Scripture does not present the future hope as an escape from creation but as creation restored and brought to its intended goal under the reign of the Messiah. The prophets spoke of “new heavens and a new earth” in language that anchors hope in real life, real justice, real peace, and real worship centered on Jehovah. Isaiah records Jehovah’s promise: “For look! I am creating new heavens and a new earth; and the former things will not be remembered, nor will they come to mind” (Isa. 65:17). The point is not amnesia as though God erases meaning, but the end of what corrupts life—violence, oppression, sickness, grief, and death—so thoroughly that the weight of the former world no longer governs the hearts of the redeemed.

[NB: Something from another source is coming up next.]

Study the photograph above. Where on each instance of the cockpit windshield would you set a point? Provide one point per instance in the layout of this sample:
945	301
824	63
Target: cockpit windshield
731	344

When Peter later speaks of “new heavens and a new earth in which righteousness dwells” (2 Pet. 3:13), he draws on that prophetic promise and places it within the timeline of Christ’s return and God’s decisive intervention. “Righteousness dwells” means righteousness has a home there; it is not an occasional visitor. In the present world, righteousness is opposed, mocked, and pressured. In the new world, righteousness is the atmosphere. The moral order that sin destabilized is permanently reestablished, not by human progress but by divine action grounded in Christ’s atoning sacrifice and Jehovah’s faithfulness to His Word.

The book of Revelation depicts the same reality in vivid, covenantal language: “Look! The tent of God is with mankind, and he will dwell with them, and they will be his peoples” (Rev. 21:3). The phrase “with mankind” presses the promise into the realm of embodied human life. God’s purpose is not simply to relocate people; it is to dwell with them in a cleansed creation, with all rival powers removed and all rebellion ended.

The Promise of a Renewed Creation

New Heavens and New Earth in Context

A careful, historical-grammatical reading recognizes that biblical writers use “heavens and earth” as a comprehensive way of describing the created order, including the structures of human society under spiritual influence. When Scripture announces a “new” heavens and earth, it is announcing a new order—creation liberated from corruption and human society reordered under the righteous King. This matches Paul’s teaching that creation was “subjected to futility” and “will be set free from its slavery to corruption” (Rom. 8:20-21). The problem is not matter itself, but corruption, decay, and sin’s dominion within the present order.

The promise also maintains continuity: the earth remains the proper home for humanity as God designed it. The opening chapters of Genesis present the earth as a purposeful environment for human life, with humans made in God’s image to exercise stewardship under His authority. That original intention is not discarded. It is recovered and perfected through Christ, the last Adam, who succeeds where Adam failed and secures the restoration of what was lost.

The End of Death and the Removal of Wickedness

Revelation declares, “Death will be no more, neither will mourning nor outcry nor pain be anymore” (Rev. 21:4). Death is not treated as a friend or a doorway; it is an enemy that entered through sin and is abolished through Christ’s victory. The abolition of death requires more than comfort; it requires judgment. Scripture consistently ties the hope of a world without death to the removal of those who cling to wickedness and refuse God’s rule. This is not cruelty but moral necessity. A world where righteousness truly dwells cannot be sustained if rebellion is allowed to continue indefinitely.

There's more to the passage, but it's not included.